MediaCrawler/media_platform/douyin/help.py

# -*- coding: utf-8 -*-
# Copyright (c) 2025 relakkes@gmail.com
#
# This file is part of MediaCrawler project.
# Repository: https://github.com/NanmiCoder/MediaCrawler/blob/main/media_platform/douyin/help.py
# GitHub: https://github.com/NanmiCoder
# Licensed under NON-COMMERCIAL LEARNING LICENSE 1.1
#

# 声明：本代码仅供学习和研究目的使用。使用者应遵守以下原则：
# 1. 不得用于任何商业用途。
# 2. 使用时应遵守目标平台的使用条款和robots.txt规则。
# 3. 不得进行大规模爬取或对平台造成运营干扰。
# 4. 应合理控制请求频率，避免给目标平台带来不必要的负担。
# 5. 不得用于任何非法或不当的用途。
#
# 详细许可条款请参阅项目根目录下的LICENSE文件。
# 使用本代码即表示您同意遵守上述原则和LICENSE中的所有条款。


# -*- coding: utf-8 -*-
# @Author  : relakkes@gmail.com
# @Name    : 程序员阿江-Relakkes
# @Time    : 2024/6/10 02:24
# @Desc    : 获取 a_bogus 参数, 学习交流使用，请勿用作商业用途，侵权联系作者删除

import random
import re
from typing import Optional

import execjs
from playwright.async_api import Page

from model.m_douyin import VideoUrlInfo, CreatorUrlInfo
from tools.crawler_util import extract_url_params_to_dict

douyin_sign_obj = execjs.compile(open('libs/douyin.js', encoding='utf-8-sig').read())

def get_web_id():
    """
    生成随机的webid
    Returns:

    """

    def e(t):
        if t is not None:
            return str(t ^ (int(16 * random.random()) >> (t // 4)))
        else:
            return ''.join(
                [str(int(1e7)), '-', str(int(1e3)), '-', str(int(4e3)), '-', str(int(8e3)), '-', str(int(1e11))]
            )

    web_id = ''.join(
        e(int(x)) if x in '018' else x for x in e(None)
    )
    return web_id.replace('-', '')[:19]


async def get_a_bogus(url: str, params: str, post_data: dict, user_agent: str, page: Page = None):
    """
    获取 a_bogus 参数, 目前不支持post请求类型的签名
    """
    return get_a_bogus_from_js(url, params, user_agent)

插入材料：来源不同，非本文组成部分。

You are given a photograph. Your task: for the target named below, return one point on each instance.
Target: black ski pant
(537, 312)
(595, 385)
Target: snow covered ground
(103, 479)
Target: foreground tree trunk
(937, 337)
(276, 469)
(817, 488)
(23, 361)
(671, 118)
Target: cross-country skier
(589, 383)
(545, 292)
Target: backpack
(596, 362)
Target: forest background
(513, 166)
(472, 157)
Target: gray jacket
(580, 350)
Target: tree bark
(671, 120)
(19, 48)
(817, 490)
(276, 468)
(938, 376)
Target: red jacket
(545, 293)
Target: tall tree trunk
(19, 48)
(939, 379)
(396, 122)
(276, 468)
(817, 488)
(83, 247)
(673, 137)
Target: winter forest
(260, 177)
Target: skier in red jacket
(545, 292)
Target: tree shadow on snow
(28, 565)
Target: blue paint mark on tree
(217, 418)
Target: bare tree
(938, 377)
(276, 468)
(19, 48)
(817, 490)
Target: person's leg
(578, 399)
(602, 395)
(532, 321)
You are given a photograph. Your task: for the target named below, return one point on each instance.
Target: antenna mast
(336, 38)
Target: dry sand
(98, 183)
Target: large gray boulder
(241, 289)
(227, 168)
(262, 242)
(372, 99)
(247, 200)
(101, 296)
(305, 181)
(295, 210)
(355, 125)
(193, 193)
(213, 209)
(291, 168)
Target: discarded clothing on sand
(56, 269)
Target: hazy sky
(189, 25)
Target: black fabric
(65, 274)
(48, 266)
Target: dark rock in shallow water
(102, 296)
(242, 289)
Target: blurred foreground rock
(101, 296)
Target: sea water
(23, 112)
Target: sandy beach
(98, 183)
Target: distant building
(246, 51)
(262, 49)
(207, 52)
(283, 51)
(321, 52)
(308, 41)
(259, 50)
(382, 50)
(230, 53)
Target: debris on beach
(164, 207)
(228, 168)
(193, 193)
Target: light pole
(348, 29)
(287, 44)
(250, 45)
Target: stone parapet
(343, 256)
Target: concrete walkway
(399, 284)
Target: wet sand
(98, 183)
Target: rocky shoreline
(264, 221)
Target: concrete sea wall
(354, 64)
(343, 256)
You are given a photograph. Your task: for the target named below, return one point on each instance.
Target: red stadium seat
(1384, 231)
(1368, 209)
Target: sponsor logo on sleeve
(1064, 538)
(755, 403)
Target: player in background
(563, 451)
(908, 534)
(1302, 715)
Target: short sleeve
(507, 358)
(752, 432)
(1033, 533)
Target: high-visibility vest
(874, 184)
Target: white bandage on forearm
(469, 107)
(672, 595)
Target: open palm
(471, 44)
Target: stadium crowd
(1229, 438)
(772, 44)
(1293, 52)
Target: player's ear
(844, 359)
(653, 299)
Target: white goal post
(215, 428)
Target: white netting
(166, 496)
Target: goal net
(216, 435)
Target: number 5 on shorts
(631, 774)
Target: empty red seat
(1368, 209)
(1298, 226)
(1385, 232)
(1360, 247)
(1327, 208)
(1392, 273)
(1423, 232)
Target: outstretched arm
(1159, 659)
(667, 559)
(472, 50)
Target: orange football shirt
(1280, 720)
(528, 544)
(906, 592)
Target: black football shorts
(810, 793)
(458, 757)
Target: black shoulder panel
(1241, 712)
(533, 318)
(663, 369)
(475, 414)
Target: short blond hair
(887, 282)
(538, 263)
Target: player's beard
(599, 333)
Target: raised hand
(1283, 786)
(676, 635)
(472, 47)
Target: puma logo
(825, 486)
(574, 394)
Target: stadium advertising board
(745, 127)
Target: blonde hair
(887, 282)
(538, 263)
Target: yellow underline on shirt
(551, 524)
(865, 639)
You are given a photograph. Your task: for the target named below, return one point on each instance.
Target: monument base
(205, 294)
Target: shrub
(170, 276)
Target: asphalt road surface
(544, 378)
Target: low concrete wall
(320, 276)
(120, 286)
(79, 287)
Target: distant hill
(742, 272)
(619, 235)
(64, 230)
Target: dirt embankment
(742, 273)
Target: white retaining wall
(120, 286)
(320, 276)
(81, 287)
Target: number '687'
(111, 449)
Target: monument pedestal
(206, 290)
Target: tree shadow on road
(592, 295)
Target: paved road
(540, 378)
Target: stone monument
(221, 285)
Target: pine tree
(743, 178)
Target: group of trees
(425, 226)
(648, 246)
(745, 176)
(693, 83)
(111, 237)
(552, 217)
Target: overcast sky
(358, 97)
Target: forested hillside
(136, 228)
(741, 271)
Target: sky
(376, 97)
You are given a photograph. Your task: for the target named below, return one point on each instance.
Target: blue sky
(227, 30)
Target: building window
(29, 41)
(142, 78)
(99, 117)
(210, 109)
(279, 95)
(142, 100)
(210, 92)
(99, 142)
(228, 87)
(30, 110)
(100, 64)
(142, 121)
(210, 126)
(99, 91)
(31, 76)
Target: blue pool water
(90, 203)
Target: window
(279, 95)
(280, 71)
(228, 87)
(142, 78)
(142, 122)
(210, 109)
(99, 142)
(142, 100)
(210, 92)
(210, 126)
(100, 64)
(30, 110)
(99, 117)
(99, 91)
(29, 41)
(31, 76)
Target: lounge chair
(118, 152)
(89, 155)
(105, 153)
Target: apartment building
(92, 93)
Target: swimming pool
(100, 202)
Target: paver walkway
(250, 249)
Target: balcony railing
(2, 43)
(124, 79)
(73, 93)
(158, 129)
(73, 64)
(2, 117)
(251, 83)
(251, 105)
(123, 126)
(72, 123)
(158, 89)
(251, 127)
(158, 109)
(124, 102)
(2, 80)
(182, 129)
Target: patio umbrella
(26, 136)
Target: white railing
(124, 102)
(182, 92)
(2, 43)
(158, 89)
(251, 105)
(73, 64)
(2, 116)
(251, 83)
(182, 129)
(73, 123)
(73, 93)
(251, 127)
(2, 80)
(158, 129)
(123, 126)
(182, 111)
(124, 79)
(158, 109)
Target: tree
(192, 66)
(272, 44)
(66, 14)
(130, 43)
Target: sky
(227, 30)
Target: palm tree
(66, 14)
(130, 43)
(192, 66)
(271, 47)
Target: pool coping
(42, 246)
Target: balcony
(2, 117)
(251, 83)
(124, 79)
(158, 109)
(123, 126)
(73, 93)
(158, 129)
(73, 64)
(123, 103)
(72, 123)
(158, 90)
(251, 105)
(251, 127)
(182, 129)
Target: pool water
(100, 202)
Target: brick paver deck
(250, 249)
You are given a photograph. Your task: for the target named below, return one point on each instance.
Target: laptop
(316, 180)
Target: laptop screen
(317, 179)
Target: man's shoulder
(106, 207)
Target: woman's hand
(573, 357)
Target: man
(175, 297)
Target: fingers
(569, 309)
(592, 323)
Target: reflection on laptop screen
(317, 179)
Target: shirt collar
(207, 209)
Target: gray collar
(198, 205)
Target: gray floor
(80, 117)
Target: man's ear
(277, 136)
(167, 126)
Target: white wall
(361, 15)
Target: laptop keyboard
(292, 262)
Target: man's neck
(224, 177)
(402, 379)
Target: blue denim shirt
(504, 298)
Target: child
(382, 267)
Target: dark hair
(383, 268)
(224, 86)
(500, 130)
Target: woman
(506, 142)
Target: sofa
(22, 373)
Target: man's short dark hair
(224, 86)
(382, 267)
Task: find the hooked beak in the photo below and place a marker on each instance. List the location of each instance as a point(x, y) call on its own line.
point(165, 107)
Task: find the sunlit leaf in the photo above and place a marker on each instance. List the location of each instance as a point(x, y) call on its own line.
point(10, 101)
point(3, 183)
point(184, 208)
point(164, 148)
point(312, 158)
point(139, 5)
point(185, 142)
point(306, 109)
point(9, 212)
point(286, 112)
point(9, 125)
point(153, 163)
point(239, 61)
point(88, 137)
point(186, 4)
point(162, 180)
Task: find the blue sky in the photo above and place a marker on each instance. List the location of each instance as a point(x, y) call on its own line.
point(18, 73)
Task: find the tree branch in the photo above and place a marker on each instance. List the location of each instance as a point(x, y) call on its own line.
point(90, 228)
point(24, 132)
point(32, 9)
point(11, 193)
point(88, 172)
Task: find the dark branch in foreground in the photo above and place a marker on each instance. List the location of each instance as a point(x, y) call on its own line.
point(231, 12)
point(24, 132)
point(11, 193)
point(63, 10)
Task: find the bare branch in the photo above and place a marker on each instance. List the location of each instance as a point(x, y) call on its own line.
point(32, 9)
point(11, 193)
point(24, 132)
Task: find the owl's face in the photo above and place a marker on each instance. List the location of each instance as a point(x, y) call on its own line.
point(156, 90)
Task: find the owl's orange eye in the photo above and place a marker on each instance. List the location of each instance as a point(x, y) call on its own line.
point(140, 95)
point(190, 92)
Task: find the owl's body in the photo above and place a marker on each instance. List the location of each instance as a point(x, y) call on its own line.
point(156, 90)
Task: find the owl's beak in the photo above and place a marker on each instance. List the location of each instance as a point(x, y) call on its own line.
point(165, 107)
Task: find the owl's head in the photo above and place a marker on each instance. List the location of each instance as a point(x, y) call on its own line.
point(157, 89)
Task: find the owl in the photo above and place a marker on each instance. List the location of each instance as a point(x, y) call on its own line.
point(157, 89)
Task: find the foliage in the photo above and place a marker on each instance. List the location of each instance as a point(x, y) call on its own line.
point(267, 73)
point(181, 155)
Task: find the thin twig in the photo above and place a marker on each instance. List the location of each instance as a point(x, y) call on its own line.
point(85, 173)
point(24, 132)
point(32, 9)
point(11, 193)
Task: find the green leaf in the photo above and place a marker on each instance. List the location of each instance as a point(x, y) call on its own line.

def get_a_bogus_from_js(url: str, params: str, user_agent: str):
    """
    通过js获取 a_bogus 参数
    Args:
        url:
        params:
        user_agent:

    Returns:

    """
    sign_js_name = "sign_datail"
    if "/reply" in url:
        sign_js_name = "sign_reply"
    return douyin_sign_obj.call(sign_js_name, params, user_agent)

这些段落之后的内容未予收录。